The happy moment came on Friday afternoon when I knew that he would never, ever, hit me again, for he died in a wet and soiled diaper.  I did my best to comfort Milton.  Everyone thought that I was so brave.

Over the next few months, many things changed.  Without her cruel second husband, Mother was slowly reverting to her former, nicer self that I remembered and loved from when I was twelve.  Milton and I became very close as he saw me as both a brother and as a father figure.  For all his faults, my stepfather had done one thing right; he had a lot of insurance so money was not a problem.  And, in some ways best of all, I've regained control and don't need diapers anymore.  The shrink had gotten me to a skilled urologist for a proper exam.  He found and most successfully treated a long term urinary tract infection which had been the cause of my incontinence.

* * * * * * * * * *

It has been a long day for me.  It was my ninety-fourth birthday and the party left me exhausted.  The little ones ran me ragged but it's a happy tired rather than one from creaky old joints and I'm glad to be in bed.  Everything will wait for tomorrow.

I'm sitting in a huge waiting room.  It is a very strange place for it is very quiet, although people are coming and going.  Everyone is naked and I am not aching for the first time in years.  I have a strange feeling of déjà vu yet how could I have forgotten something this strange?  My memory is playing tricks on me for I can recall stuff from when I was a baby.  How did I get here?  Slowly I recall my birthday party yesterday and going to bed but that's where it all ends.  Either I'm having a great dream or I have died.  Perhaps, I should say 'passed over' since I'm still self aware.  Then the nova exploded in my head.  I have been here before – eighty years ago.  That memory is coming back to me.  I'm called and rush to the door with the flashing light to learn my destiny.

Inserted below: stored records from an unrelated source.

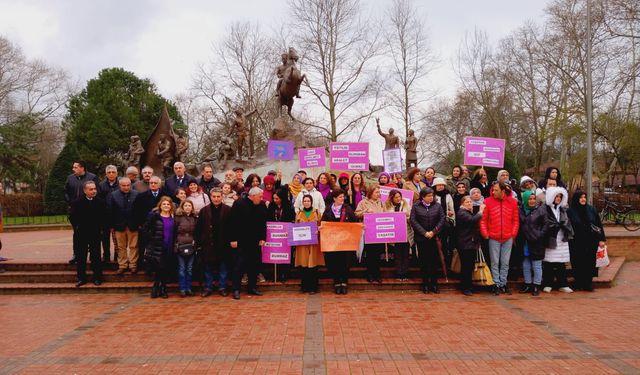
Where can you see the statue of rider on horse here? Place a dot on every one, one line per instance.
(290, 80)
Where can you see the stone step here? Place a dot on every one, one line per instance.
(43, 282)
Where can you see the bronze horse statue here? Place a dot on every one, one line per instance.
(289, 89)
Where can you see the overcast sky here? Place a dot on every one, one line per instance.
(164, 40)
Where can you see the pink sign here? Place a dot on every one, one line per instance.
(276, 249)
(280, 150)
(349, 156)
(486, 152)
(407, 195)
(387, 227)
(312, 157)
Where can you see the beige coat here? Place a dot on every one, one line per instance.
(367, 205)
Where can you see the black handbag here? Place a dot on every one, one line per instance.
(185, 249)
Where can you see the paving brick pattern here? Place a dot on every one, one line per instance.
(364, 332)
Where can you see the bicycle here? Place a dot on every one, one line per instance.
(616, 213)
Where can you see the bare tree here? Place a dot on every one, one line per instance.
(338, 48)
(241, 76)
(407, 43)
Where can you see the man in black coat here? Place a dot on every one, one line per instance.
(73, 189)
(124, 221)
(213, 243)
(179, 180)
(247, 234)
(106, 187)
(88, 215)
(145, 202)
(207, 181)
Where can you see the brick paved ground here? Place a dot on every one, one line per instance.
(384, 332)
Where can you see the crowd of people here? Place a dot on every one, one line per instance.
(215, 229)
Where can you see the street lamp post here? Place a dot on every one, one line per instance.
(589, 105)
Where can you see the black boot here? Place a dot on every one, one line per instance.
(536, 290)
(163, 291)
(154, 290)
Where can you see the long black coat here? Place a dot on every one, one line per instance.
(425, 219)
(73, 187)
(88, 217)
(584, 239)
(121, 208)
(155, 251)
(247, 223)
(468, 230)
(212, 233)
(533, 231)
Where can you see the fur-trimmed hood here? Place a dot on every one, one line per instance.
(551, 195)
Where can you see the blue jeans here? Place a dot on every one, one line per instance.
(500, 254)
(185, 272)
(223, 275)
(529, 265)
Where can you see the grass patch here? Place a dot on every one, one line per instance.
(35, 220)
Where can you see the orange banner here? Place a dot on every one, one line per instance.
(336, 236)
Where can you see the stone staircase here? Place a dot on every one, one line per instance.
(50, 278)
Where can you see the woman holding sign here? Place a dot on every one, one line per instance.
(371, 205)
(280, 210)
(395, 203)
(414, 183)
(427, 219)
(309, 257)
(338, 261)
(357, 191)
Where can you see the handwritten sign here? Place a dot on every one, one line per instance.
(387, 227)
(349, 156)
(303, 234)
(312, 157)
(487, 152)
(276, 249)
(392, 159)
(280, 150)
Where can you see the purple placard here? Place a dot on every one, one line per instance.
(349, 156)
(303, 234)
(392, 160)
(387, 227)
(312, 157)
(280, 150)
(407, 195)
(482, 151)
(276, 250)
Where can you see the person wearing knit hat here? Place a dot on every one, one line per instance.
(269, 188)
(343, 181)
(445, 200)
(530, 242)
(384, 179)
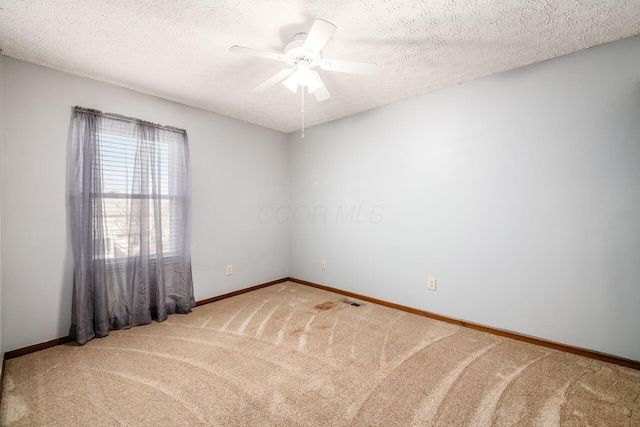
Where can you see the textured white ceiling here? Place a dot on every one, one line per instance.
(178, 49)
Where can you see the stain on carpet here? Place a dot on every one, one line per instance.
(327, 305)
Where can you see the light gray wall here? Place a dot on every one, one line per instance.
(519, 193)
(236, 169)
(1, 197)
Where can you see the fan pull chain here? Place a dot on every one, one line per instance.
(302, 110)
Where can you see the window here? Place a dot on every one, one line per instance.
(123, 193)
(129, 191)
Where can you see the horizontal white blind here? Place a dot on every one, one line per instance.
(139, 190)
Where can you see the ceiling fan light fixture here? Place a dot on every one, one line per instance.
(304, 77)
(291, 83)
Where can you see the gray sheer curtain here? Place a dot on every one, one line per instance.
(130, 223)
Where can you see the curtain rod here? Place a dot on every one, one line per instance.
(129, 119)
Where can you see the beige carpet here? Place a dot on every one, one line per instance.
(291, 355)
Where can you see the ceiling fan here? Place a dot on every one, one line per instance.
(302, 55)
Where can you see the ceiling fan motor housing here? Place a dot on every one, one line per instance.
(295, 52)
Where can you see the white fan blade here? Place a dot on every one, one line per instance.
(259, 53)
(273, 80)
(318, 35)
(321, 94)
(352, 67)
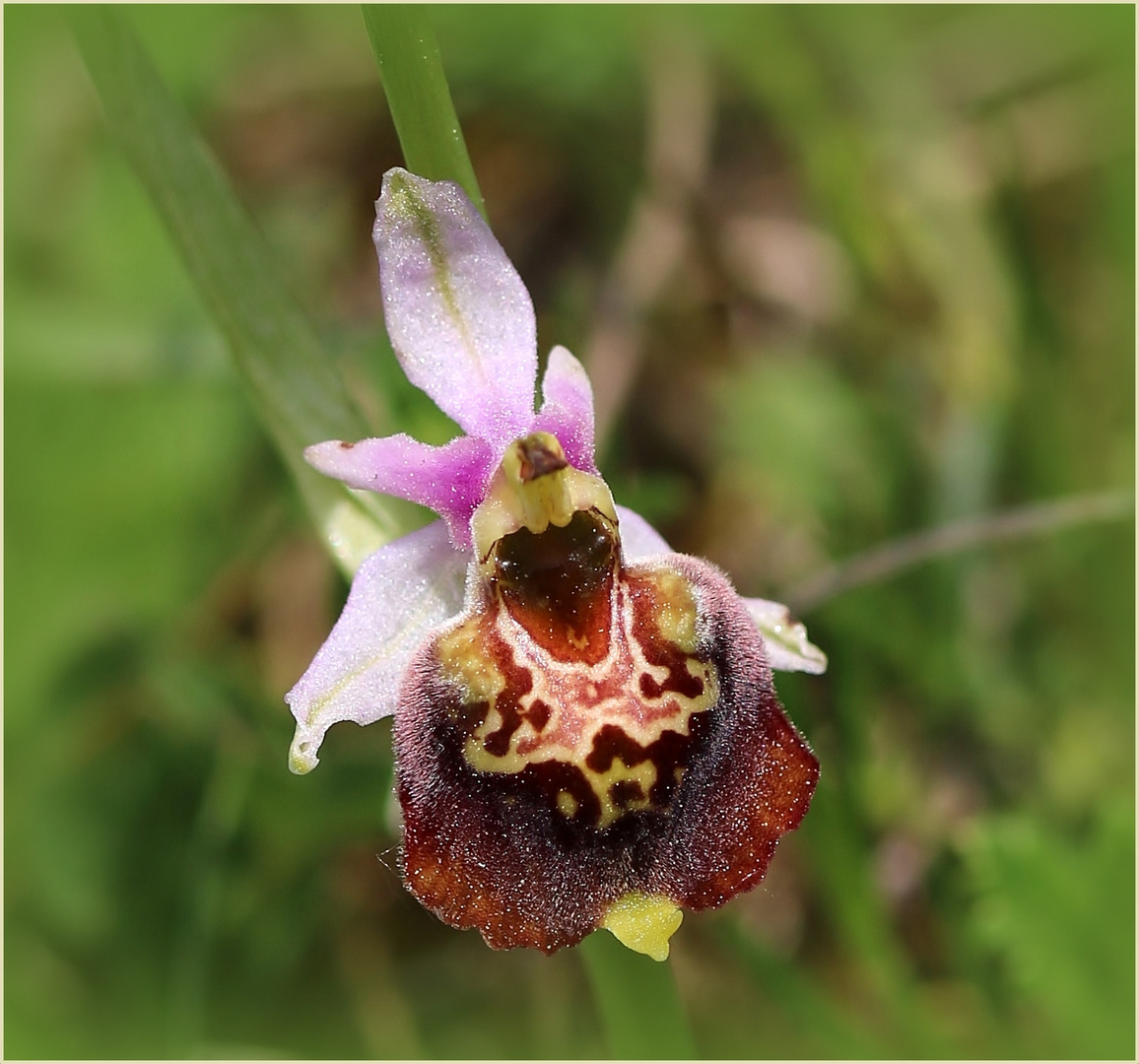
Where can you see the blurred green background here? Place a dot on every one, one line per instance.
(840, 274)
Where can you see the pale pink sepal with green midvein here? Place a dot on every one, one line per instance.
(400, 596)
(568, 408)
(451, 480)
(783, 638)
(458, 314)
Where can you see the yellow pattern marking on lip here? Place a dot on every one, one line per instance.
(643, 923)
(582, 699)
(462, 662)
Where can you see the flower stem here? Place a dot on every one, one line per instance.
(637, 1001)
(418, 96)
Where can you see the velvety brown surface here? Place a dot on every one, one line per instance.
(491, 850)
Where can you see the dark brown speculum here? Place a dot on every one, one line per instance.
(586, 730)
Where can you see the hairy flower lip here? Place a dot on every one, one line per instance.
(640, 840)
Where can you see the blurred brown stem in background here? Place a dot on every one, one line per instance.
(901, 554)
(680, 115)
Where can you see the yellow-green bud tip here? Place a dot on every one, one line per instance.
(643, 923)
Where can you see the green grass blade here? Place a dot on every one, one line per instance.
(637, 1001)
(293, 383)
(418, 96)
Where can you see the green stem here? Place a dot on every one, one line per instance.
(293, 383)
(418, 96)
(637, 1001)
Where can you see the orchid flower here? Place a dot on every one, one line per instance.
(585, 727)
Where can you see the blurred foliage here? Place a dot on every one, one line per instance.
(905, 294)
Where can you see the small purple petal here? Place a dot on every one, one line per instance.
(457, 312)
(399, 597)
(451, 479)
(568, 408)
(637, 538)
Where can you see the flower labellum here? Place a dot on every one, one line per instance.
(586, 733)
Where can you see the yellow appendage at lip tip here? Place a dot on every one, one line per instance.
(643, 923)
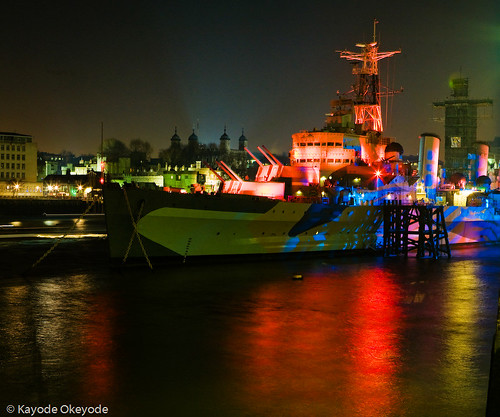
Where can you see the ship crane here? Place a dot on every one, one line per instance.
(366, 91)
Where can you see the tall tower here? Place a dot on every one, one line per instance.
(460, 129)
(366, 89)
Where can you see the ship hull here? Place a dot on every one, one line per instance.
(158, 224)
(467, 225)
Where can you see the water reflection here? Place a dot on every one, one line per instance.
(59, 336)
(369, 337)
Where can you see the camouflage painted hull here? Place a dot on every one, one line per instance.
(171, 225)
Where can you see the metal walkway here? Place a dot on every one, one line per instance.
(410, 227)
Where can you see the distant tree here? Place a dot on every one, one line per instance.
(114, 149)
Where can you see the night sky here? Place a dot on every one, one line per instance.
(270, 67)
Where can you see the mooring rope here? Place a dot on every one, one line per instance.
(135, 232)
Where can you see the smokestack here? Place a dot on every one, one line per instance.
(428, 162)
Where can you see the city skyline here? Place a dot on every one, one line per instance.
(270, 69)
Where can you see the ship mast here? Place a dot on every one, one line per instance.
(366, 90)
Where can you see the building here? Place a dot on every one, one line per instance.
(461, 145)
(18, 157)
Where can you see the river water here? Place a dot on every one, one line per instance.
(356, 336)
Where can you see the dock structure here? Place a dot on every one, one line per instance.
(410, 227)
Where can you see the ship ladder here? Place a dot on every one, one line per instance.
(135, 232)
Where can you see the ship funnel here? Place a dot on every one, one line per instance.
(482, 150)
(428, 162)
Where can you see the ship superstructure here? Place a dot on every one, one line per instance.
(353, 128)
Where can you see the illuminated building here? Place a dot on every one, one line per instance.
(462, 150)
(18, 157)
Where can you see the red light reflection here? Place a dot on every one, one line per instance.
(323, 349)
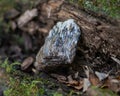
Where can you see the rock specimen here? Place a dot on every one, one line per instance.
(60, 45)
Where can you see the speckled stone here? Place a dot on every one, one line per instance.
(60, 45)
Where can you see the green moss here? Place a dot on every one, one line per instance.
(19, 83)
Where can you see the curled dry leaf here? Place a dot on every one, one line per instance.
(94, 79)
(26, 63)
(86, 84)
(60, 78)
(113, 84)
(101, 76)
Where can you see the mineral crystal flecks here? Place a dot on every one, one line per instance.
(60, 45)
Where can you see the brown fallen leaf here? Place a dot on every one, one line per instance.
(86, 84)
(101, 76)
(60, 78)
(80, 85)
(112, 83)
(26, 63)
(94, 79)
(27, 41)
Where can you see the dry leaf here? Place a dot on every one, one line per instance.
(101, 76)
(86, 84)
(60, 78)
(26, 63)
(94, 79)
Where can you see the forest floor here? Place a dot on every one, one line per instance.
(95, 70)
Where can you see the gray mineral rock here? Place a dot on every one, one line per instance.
(60, 45)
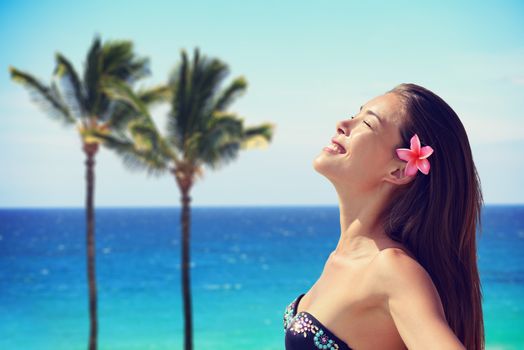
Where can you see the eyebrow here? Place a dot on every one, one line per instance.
(372, 113)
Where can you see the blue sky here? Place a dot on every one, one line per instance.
(308, 64)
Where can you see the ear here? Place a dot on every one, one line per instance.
(397, 174)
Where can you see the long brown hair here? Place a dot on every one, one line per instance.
(436, 216)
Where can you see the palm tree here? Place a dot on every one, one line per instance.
(199, 132)
(85, 103)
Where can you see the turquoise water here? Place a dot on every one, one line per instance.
(247, 265)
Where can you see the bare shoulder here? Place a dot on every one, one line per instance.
(401, 276)
(413, 302)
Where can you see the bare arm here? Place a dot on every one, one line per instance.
(414, 303)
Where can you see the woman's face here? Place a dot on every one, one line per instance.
(369, 140)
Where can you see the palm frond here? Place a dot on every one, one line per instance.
(119, 90)
(74, 91)
(134, 159)
(47, 97)
(176, 124)
(92, 75)
(122, 112)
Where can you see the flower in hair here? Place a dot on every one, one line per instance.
(416, 157)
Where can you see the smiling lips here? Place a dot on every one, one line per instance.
(337, 147)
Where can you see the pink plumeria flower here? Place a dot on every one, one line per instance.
(415, 156)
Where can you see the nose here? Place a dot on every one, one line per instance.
(342, 127)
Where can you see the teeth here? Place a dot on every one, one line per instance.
(336, 147)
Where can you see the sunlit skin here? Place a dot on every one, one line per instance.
(372, 292)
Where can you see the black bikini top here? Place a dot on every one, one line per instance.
(304, 332)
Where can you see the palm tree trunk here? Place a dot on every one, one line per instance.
(90, 150)
(186, 287)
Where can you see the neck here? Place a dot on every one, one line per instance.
(361, 232)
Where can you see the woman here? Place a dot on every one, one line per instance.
(404, 272)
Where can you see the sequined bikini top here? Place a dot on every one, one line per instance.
(304, 332)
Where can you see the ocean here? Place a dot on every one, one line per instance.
(247, 265)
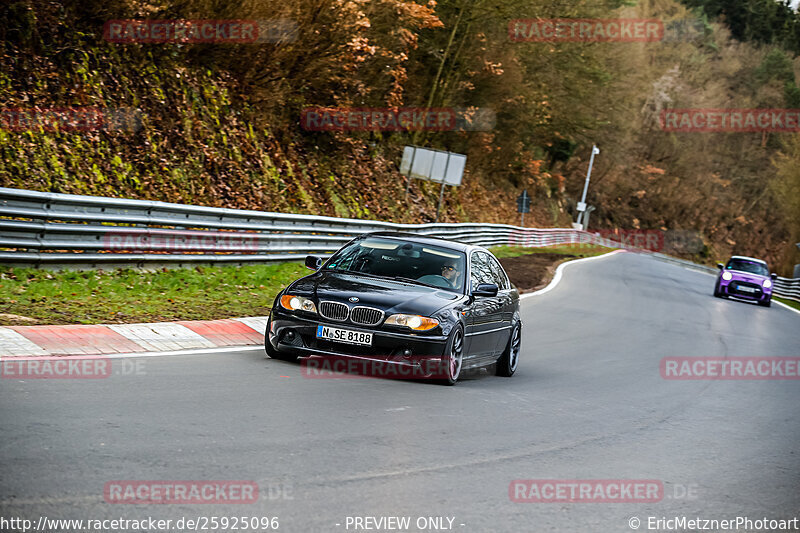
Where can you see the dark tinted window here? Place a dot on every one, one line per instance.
(499, 274)
(481, 270)
(428, 264)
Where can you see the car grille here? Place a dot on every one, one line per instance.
(735, 286)
(333, 310)
(366, 316)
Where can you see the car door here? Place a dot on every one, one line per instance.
(507, 298)
(486, 313)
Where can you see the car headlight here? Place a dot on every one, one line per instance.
(415, 322)
(297, 303)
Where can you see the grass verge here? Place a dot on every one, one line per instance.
(32, 296)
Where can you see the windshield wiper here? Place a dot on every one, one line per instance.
(415, 281)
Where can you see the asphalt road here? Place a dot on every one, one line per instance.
(588, 402)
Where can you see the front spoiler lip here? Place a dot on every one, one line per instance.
(401, 338)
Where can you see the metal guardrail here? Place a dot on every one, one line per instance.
(52, 229)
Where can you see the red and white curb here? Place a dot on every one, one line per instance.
(132, 339)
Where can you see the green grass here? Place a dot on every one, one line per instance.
(790, 303)
(126, 296)
(578, 250)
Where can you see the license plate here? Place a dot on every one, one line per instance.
(346, 336)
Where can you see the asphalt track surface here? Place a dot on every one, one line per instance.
(587, 402)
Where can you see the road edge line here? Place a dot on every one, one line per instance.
(557, 277)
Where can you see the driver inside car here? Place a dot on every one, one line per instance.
(452, 274)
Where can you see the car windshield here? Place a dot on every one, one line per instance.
(742, 265)
(425, 264)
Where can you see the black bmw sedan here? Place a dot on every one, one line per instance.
(402, 299)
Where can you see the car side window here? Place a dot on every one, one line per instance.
(499, 274)
(480, 270)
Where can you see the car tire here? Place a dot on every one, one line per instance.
(507, 364)
(716, 290)
(272, 353)
(453, 360)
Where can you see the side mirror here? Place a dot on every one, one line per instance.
(485, 289)
(313, 262)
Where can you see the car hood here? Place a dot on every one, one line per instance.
(738, 275)
(389, 295)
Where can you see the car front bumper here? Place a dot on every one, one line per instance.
(289, 333)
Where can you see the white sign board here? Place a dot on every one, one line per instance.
(433, 165)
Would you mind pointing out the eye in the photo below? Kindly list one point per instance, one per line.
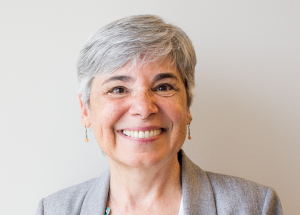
(118, 90)
(165, 87)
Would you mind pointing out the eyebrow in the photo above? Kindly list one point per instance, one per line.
(161, 76)
(118, 78)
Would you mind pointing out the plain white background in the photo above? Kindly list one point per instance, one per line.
(246, 111)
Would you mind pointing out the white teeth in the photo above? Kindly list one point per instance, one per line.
(142, 134)
(136, 134)
(151, 133)
(147, 134)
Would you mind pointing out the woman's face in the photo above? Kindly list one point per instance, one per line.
(139, 115)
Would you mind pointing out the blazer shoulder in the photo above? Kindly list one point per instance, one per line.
(237, 194)
(69, 200)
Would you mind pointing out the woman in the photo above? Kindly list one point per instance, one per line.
(136, 78)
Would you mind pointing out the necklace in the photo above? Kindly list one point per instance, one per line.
(107, 211)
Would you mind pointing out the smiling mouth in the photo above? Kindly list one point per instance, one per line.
(143, 134)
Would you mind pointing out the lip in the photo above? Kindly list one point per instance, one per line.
(142, 140)
(148, 128)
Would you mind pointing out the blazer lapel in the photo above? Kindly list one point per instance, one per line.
(96, 198)
(198, 196)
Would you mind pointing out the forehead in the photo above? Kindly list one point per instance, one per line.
(147, 70)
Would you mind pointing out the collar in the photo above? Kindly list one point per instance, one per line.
(198, 197)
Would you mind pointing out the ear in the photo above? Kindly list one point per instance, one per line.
(189, 117)
(85, 121)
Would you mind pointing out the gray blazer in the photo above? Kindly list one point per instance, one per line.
(203, 193)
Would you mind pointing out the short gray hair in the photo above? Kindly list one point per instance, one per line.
(143, 38)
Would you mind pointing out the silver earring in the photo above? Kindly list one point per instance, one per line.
(189, 132)
(86, 139)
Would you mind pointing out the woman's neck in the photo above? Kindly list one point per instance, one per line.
(137, 188)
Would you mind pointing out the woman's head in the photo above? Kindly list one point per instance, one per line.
(135, 40)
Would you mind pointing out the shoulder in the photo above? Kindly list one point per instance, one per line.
(68, 200)
(238, 194)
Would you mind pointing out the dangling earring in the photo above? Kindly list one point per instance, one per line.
(86, 139)
(189, 130)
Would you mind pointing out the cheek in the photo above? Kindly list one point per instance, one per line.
(104, 116)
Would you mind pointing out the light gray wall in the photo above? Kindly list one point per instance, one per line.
(246, 110)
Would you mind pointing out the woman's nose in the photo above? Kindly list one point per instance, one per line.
(143, 105)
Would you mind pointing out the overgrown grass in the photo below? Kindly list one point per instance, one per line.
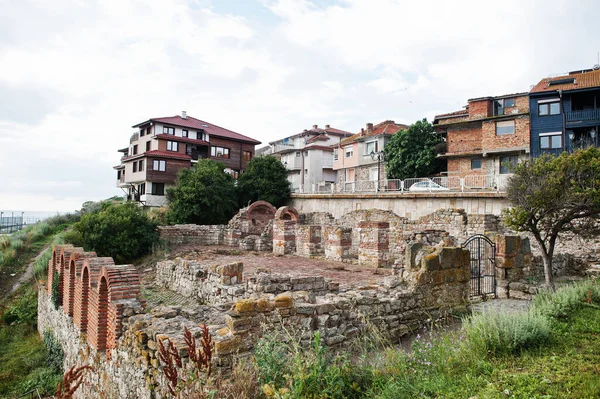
(541, 353)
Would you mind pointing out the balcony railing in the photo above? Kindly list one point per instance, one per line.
(469, 183)
(584, 115)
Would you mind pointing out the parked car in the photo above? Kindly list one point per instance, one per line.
(427, 185)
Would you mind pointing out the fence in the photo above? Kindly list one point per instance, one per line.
(11, 224)
(495, 183)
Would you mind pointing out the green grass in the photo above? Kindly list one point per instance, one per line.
(530, 355)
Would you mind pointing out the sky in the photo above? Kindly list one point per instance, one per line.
(75, 75)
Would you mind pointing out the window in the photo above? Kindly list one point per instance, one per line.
(505, 127)
(172, 146)
(370, 147)
(373, 174)
(506, 163)
(158, 188)
(350, 175)
(219, 152)
(549, 108)
(159, 166)
(550, 141)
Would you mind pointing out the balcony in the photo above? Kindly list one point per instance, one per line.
(585, 115)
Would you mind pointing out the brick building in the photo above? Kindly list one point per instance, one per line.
(352, 156)
(160, 147)
(486, 137)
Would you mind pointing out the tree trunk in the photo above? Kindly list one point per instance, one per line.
(547, 261)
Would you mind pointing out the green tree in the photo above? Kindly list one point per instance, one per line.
(204, 194)
(265, 179)
(122, 231)
(553, 195)
(411, 153)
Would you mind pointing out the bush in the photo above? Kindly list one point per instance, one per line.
(23, 310)
(122, 231)
(562, 302)
(55, 354)
(496, 333)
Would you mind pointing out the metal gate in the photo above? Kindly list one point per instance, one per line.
(483, 260)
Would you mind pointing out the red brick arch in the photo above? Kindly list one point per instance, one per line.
(287, 213)
(85, 290)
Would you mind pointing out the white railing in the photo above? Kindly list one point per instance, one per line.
(495, 183)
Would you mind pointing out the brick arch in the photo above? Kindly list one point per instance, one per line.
(63, 269)
(287, 213)
(85, 293)
(72, 274)
(53, 264)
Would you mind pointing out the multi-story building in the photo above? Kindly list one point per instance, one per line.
(308, 156)
(160, 147)
(352, 157)
(486, 137)
(565, 112)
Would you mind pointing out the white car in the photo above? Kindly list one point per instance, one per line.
(427, 185)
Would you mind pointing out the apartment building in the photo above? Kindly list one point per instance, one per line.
(353, 159)
(160, 147)
(565, 112)
(308, 156)
(487, 136)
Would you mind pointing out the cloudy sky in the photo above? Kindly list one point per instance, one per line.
(76, 74)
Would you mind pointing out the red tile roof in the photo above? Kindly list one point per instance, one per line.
(583, 80)
(386, 127)
(182, 139)
(198, 124)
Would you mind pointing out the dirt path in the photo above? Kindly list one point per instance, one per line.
(28, 274)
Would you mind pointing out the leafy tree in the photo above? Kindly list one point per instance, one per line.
(265, 179)
(411, 152)
(204, 194)
(122, 231)
(553, 195)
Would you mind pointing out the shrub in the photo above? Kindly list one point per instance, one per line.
(55, 354)
(122, 231)
(562, 302)
(23, 310)
(497, 333)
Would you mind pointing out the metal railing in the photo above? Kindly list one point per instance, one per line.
(439, 184)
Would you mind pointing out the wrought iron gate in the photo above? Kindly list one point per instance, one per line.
(483, 260)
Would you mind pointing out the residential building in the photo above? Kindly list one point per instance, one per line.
(160, 147)
(486, 137)
(565, 112)
(352, 156)
(308, 156)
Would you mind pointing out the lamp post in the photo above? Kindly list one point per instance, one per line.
(379, 157)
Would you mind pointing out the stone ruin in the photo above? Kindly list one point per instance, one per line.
(102, 321)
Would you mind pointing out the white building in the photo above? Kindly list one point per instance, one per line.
(308, 156)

When I open the door, he is sitting just as I left him on the carpet with his many legs tucked under his green, reptilian body.  "Welcome back, Ryan."

"Thank you, er …." and I stubble over his name just as I did eight decades ago.  He laughs.  "I'm glad that you gave me a second chance.  Milton really needed me.  Would he have been shot if I did not go back?"

"Yes.  That is why you were given the chance to return.  You were one of those cases where free will is in control but you would have made a different choice had you known that was going to happen."

"Do I have any choices for my next existence?" I ask with great wonder.